Free energy of a system of hard spherocylinders serving as a simple model for liquid crystals

Abstract

The free energy for a system of hard spherocylinders with midpoints constrained to random motion in a plane, serving as a zeroth-order approximation to one layer of a smectic liquid crystal or a two-dimensional nematic liquid crystal, has been calculated for spherocylinders with a length-to-width ratio of 5. For $\rho$, the number density measured in fractions of close-packed density, less than 0.22, the partition function itself is evaluated by means of a Monte Carlo scheme employing 22 500 mesh points and 82 possible angles for 25 particles with periodic boundary conditions.
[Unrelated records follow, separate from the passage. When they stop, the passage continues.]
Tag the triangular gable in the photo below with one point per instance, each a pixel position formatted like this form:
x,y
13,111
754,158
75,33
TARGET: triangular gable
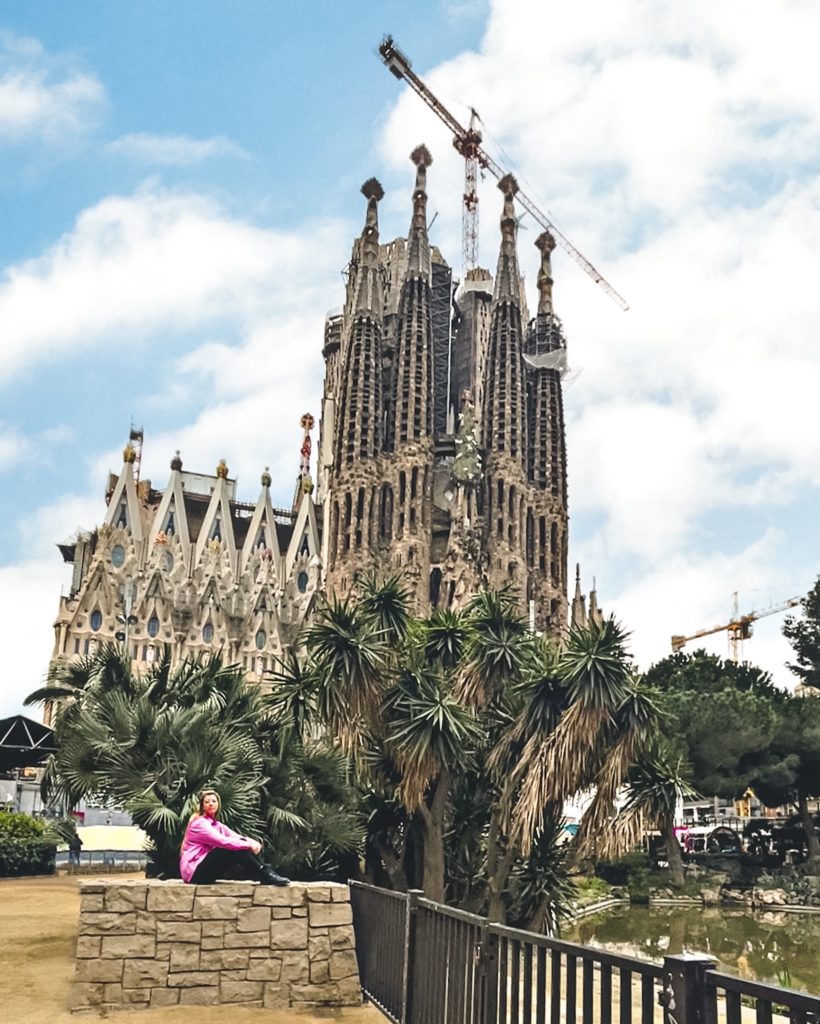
x,y
262,528
124,506
304,532
218,522
98,582
211,592
171,513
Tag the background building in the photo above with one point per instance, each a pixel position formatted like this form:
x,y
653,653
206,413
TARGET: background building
x,y
441,457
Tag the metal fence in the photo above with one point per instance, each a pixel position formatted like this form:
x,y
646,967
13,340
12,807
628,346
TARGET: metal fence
x,y
422,963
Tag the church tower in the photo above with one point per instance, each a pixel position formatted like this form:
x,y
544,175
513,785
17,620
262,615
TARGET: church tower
x,y
449,467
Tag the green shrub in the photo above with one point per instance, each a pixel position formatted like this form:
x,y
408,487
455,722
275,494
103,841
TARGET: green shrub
x,y
25,849
632,871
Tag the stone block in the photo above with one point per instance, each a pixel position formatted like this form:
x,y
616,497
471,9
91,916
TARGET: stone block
x,y
204,995
92,887
91,902
184,956
88,945
276,996
121,899
99,970
241,991
135,995
255,919
176,898
108,924
316,995
165,996
275,896
330,914
215,907
224,960
290,934
179,931
246,940
227,889
144,974
268,969
113,992
86,994
295,968
128,945
317,893
318,946
343,965
190,979
341,938
319,972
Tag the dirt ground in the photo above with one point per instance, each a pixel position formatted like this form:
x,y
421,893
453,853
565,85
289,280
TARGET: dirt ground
x,y
38,927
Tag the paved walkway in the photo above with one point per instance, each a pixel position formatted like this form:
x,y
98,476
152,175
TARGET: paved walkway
x,y
38,923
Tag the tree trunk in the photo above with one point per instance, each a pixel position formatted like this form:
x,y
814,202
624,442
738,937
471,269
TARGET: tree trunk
x,y
498,868
433,820
674,857
812,838
394,866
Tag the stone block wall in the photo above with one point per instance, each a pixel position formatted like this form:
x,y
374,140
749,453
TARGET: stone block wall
x,y
165,943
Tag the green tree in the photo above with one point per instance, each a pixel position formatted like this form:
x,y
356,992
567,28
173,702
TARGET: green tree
x,y
656,782
722,716
152,741
804,635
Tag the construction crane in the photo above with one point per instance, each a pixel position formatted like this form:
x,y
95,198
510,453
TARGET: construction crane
x,y
739,628
468,142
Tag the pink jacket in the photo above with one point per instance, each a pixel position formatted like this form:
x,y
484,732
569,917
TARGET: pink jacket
x,y
202,836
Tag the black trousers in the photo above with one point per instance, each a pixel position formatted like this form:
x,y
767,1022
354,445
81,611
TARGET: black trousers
x,y
239,865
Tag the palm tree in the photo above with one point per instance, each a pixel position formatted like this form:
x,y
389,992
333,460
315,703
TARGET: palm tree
x,y
657,781
590,745
150,742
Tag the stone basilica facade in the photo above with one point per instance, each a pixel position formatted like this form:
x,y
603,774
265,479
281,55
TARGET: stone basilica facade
x,y
441,457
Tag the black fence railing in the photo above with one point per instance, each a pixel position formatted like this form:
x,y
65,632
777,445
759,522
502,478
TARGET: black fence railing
x,y
422,963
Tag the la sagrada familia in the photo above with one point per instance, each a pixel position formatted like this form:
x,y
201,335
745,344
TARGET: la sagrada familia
x,y
441,457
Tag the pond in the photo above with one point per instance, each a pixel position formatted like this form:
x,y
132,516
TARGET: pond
x,y
772,946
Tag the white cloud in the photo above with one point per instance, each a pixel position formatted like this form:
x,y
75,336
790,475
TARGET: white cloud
x,y
132,265
40,96
174,151
678,147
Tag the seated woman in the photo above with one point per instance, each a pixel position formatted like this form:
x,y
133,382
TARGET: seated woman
x,y
211,850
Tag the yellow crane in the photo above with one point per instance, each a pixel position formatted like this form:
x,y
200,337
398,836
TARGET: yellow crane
x,y
738,628
468,142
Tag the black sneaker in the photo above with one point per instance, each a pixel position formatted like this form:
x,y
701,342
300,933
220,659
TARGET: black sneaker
x,y
269,878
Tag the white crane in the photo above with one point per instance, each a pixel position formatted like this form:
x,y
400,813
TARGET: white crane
x,y
468,142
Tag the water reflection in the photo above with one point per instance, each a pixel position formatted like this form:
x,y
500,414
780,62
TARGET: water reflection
x,y
772,946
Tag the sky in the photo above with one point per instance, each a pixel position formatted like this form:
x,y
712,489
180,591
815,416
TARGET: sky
x,y
178,196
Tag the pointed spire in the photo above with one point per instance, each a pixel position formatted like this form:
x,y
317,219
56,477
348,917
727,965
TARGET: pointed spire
x,y
508,285
369,292
546,243
419,249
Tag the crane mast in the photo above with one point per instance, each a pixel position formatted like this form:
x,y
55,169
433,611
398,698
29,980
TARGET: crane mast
x,y
739,627
467,141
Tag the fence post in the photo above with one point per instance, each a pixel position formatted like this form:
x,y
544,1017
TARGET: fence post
x,y
684,994
410,953
489,973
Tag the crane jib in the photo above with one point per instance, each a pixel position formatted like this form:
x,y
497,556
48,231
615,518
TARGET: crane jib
x,y
468,143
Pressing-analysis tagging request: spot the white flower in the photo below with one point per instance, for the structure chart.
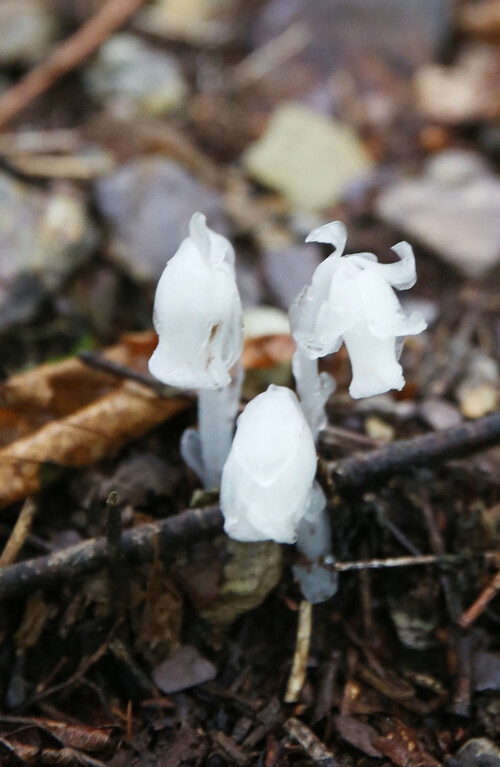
(352, 300)
(270, 470)
(197, 312)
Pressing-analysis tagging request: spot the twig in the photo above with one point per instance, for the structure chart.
(299, 666)
(19, 533)
(310, 743)
(66, 57)
(405, 454)
(445, 560)
(138, 545)
(479, 606)
(99, 362)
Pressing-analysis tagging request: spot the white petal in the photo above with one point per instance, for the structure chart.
(314, 390)
(375, 369)
(333, 233)
(403, 274)
(267, 478)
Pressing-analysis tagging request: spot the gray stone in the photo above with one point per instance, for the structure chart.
(453, 208)
(129, 74)
(148, 203)
(28, 30)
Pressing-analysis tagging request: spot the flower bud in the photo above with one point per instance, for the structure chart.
(197, 313)
(270, 470)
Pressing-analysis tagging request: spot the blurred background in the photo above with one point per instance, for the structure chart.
(118, 120)
(271, 117)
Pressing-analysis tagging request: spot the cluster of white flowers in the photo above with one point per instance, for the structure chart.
(266, 473)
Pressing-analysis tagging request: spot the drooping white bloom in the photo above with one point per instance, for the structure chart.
(351, 299)
(270, 470)
(197, 312)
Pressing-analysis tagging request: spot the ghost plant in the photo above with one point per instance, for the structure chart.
(351, 300)
(270, 470)
(198, 318)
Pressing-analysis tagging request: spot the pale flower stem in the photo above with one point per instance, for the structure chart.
(313, 390)
(217, 411)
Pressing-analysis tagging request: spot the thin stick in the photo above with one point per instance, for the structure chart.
(138, 545)
(19, 533)
(478, 607)
(98, 362)
(66, 57)
(445, 560)
(403, 455)
(299, 666)
(309, 742)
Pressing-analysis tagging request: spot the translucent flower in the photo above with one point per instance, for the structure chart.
(197, 312)
(351, 299)
(268, 476)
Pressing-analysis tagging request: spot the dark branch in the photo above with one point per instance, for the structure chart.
(459, 441)
(138, 545)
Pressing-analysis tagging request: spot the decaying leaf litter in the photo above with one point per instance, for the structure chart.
(175, 646)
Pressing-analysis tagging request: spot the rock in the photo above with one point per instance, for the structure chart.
(134, 76)
(28, 30)
(344, 30)
(148, 203)
(186, 668)
(288, 269)
(45, 236)
(477, 400)
(452, 208)
(309, 158)
(478, 393)
(463, 93)
(265, 321)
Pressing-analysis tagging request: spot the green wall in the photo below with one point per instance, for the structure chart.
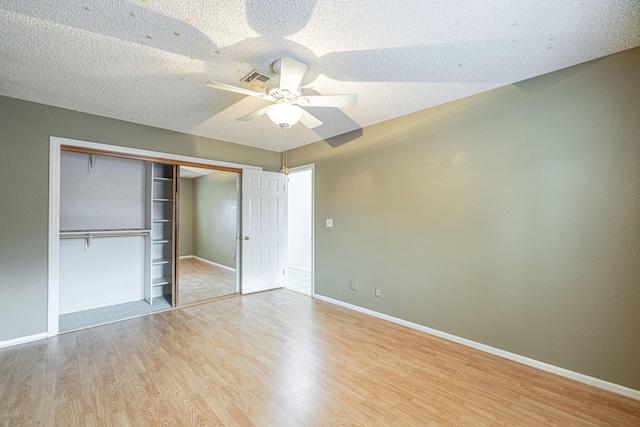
(25, 128)
(510, 218)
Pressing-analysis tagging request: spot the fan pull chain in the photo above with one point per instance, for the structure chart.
(285, 170)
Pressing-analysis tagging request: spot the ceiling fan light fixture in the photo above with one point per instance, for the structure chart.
(284, 115)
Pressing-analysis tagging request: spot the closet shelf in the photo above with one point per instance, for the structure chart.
(103, 233)
(161, 281)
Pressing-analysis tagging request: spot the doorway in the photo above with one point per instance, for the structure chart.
(208, 224)
(300, 230)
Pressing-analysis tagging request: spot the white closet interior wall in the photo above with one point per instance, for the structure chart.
(102, 194)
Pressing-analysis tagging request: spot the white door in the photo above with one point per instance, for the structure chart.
(263, 233)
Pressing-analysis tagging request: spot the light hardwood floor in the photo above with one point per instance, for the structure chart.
(279, 358)
(200, 280)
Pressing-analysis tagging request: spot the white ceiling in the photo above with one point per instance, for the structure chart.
(146, 61)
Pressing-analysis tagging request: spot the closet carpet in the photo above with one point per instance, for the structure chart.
(112, 313)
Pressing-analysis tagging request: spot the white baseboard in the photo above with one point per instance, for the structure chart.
(213, 263)
(104, 304)
(595, 382)
(23, 340)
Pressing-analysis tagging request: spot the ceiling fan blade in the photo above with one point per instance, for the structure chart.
(230, 88)
(291, 74)
(255, 114)
(308, 120)
(338, 101)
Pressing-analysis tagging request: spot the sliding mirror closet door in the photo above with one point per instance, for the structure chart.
(208, 230)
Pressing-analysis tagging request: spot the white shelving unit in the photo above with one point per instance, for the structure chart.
(161, 219)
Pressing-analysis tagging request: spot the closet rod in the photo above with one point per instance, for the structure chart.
(90, 236)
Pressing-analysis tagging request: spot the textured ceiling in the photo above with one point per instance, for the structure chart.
(146, 61)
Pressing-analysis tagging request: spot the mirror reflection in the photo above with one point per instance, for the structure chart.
(207, 234)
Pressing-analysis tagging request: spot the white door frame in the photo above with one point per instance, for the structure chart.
(310, 167)
(55, 143)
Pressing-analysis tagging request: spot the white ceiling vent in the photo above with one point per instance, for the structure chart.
(256, 79)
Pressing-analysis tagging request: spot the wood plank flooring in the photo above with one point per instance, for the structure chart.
(279, 358)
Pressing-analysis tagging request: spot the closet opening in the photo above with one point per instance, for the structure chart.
(123, 229)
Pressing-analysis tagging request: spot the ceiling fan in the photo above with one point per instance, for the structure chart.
(287, 97)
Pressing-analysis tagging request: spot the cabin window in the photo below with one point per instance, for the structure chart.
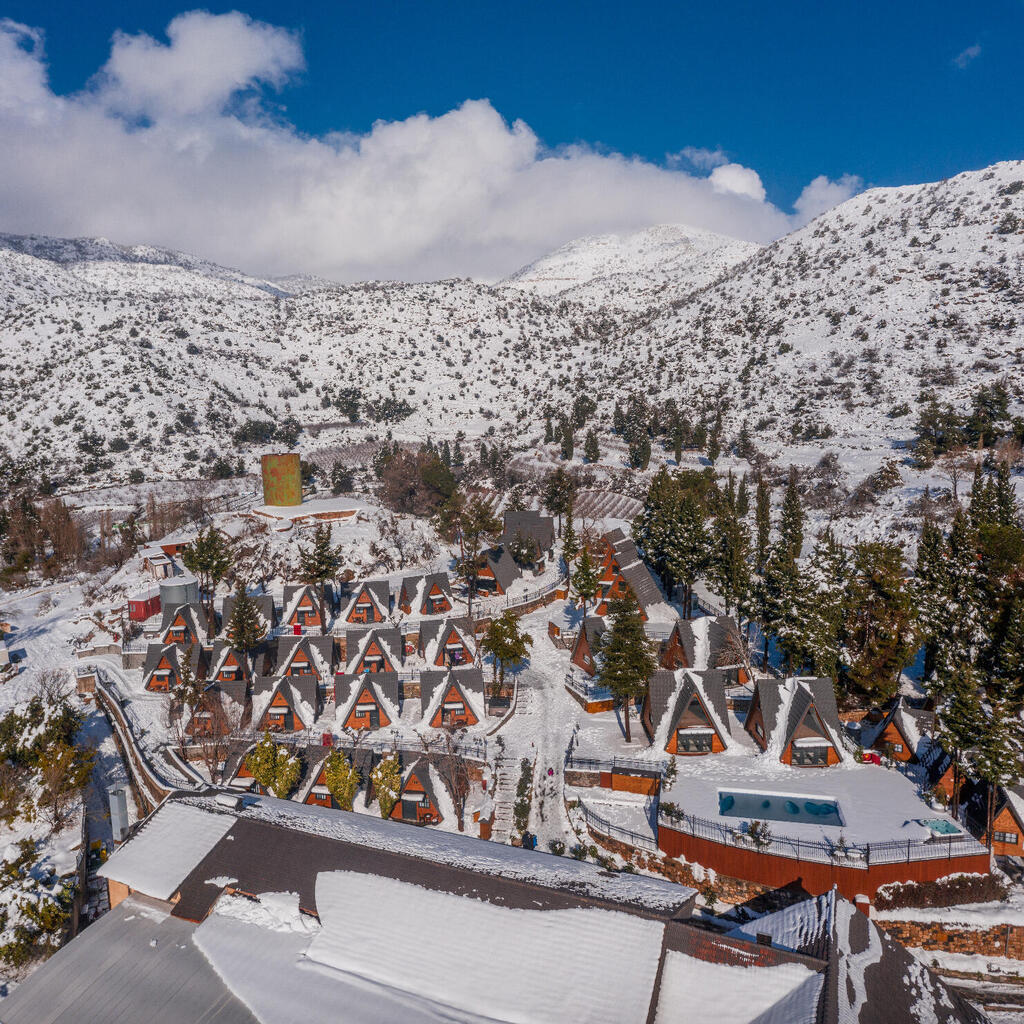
(694, 740)
(816, 755)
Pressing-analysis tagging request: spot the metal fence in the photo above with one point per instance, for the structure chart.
(609, 829)
(821, 851)
(624, 766)
(587, 689)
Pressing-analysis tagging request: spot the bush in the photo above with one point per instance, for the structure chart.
(950, 891)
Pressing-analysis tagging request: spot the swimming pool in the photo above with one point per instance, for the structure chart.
(779, 807)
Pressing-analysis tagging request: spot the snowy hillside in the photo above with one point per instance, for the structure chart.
(137, 357)
(631, 270)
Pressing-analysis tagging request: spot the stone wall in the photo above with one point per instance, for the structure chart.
(1000, 940)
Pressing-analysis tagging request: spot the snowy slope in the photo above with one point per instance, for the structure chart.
(811, 341)
(630, 270)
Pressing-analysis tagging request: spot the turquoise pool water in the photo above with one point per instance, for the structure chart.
(779, 807)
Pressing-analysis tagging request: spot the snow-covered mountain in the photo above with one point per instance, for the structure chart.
(634, 269)
(827, 333)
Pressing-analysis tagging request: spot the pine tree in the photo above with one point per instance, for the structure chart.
(318, 563)
(999, 749)
(386, 777)
(209, 557)
(880, 631)
(627, 656)
(762, 519)
(742, 499)
(245, 630)
(342, 779)
(585, 579)
(792, 522)
(729, 566)
(958, 722)
(506, 643)
(568, 444)
(273, 766)
(570, 543)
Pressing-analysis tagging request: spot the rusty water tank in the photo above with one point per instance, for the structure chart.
(282, 479)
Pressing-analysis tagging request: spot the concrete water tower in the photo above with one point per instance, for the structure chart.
(282, 479)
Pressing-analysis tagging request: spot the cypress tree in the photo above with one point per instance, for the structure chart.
(246, 630)
(792, 522)
(627, 656)
(762, 519)
(318, 563)
(742, 499)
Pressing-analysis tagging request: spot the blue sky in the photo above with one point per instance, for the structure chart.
(889, 93)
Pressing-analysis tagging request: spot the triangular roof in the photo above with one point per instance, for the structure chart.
(175, 654)
(416, 589)
(432, 634)
(379, 592)
(382, 685)
(264, 608)
(784, 704)
(435, 684)
(670, 694)
(504, 567)
(387, 638)
(294, 593)
(299, 691)
(195, 616)
(318, 650)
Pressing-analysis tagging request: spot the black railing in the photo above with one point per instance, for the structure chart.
(823, 851)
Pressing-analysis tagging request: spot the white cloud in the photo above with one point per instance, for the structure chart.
(966, 56)
(699, 158)
(822, 194)
(172, 144)
(737, 180)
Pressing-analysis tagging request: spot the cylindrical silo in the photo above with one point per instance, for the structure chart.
(175, 591)
(282, 479)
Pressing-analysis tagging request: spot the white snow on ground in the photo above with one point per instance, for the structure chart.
(551, 977)
(444, 848)
(166, 849)
(696, 990)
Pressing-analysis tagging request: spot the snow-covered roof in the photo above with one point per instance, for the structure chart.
(167, 847)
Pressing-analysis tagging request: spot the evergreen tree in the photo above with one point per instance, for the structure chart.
(628, 658)
(742, 499)
(730, 569)
(999, 749)
(762, 519)
(506, 643)
(570, 543)
(274, 767)
(386, 777)
(617, 419)
(958, 722)
(568, 444)
(585, 579)
(320, 563)
(792, 523)
(342, 779)
(559, 491)
(245, 629)
(880, 631)
(209, 558)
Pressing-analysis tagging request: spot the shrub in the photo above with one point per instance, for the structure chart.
(948, 891)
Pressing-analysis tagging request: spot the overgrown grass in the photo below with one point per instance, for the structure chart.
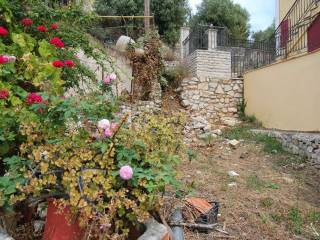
(270, 144)
(255, 182)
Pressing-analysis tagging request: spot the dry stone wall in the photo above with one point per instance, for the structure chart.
(212, 97)
(210, 63)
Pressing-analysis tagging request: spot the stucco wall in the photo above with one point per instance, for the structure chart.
(284, 7)
(286, 95)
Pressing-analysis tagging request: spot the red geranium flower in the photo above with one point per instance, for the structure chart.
(3, 32)
(57, 42)
(33, 98)
(58, 63)
(26, 22)
(69, 63)
(3, 59)
(42, 28)
(4, 94)
(54, 26)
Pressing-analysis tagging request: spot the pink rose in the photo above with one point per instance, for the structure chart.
(126, 172)
(104, 124)
(114, 126)
(107, 80)
(108, 132)
(113, 76)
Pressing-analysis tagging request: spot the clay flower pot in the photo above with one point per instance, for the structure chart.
(58, 226)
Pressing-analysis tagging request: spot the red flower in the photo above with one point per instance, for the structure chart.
(69, 63)
(4, 94)
(26, 22)
(33, 98)
(3, 59)
(3, 32)
(57, 42)
(42, 28)
(54, 26)
(58, 63)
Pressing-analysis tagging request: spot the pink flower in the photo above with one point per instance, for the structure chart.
(4, 94)
(42, 28)
(114, 126)
(108, 133)
(107, 80)
(33, 98)
(69, 63)
(126, 172)
(3, 31)
(57, 42)
(54, 26)
(58, 64)
(3, 59)
(113, 76)
(26, 22)
(104, 124)
(12, 58)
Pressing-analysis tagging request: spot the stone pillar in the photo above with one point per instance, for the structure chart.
(212, 38)
(184, 33)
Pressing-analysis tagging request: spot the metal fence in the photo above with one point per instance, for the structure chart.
(197, 39)
(291, 34)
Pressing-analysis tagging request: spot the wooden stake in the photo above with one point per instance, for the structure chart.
(146, 13)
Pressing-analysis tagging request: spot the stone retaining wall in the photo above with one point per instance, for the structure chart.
(213, 63)
(303, 144)
(212, 97)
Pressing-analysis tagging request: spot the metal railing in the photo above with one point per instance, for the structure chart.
(197, 39)
(291, 34)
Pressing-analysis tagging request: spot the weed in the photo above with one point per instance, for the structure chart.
(191, 154)
(290, 160)
(272, 185)
(277, 217)
(295, 217)
(266, 202)
(254, 182)
(264, 218)
(270, 144)
(314, 216)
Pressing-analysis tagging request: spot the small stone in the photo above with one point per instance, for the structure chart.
(219, 90)
(288, 180)
(234, 143)
(233, 174)
(38, 226)
(233, 184)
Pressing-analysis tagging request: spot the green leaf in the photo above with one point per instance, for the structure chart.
(46, 50)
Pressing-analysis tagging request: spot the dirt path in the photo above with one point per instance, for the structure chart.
(271, 199)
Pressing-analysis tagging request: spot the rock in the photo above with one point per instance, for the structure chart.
(233, 174)
(155, 231)
(217, 132)
(185, 103)
(38, 226)
(288, 180)
(234, 143)
(231, 122)
(219, 90)
(233, 184)
(4, 235)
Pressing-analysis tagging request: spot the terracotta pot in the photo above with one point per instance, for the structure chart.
(58, 226)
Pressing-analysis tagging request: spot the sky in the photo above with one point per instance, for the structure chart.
(262, 12)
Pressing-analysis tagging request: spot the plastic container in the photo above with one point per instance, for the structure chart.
(58, 226)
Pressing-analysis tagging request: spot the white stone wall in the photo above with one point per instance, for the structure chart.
(211, 97)
(210, 63)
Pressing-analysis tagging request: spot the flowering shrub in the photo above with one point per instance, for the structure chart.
(77, 150)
For all $\rho$ the liquid-crystal free energy is calculated by minimizing a function of the hard-disk free energy plus the orientational free energy of a "liquid crystal." The low-density Monte Carlo free energy is found to lie below the liquid-crystal free energy, but can be extrapolated to cross it at $\rho =0.23\mathrm{}\pm 0.01$. Maxwell construction yields a phase-change region for $0.19\pm 0.01<\mathrm{}\rho <0.29\mathrm{}\pm 0.01$. A spline polynominal fit to the entire free energy, which interpolates across the phase-change region, does not give strictly constant pressure, but does imply a phase-change region of $0.20\pm 0.01<\mathrm{}\rho <0.30\mathrm{}\pm 0.01$ with $\frac{P{A}^{\prime }}{\mathrm{NkT}}=1.38\mathrm{}\pm 0.03, A^{\prime }$ being the cross-sectional area of a close-packed system of $N$ rods.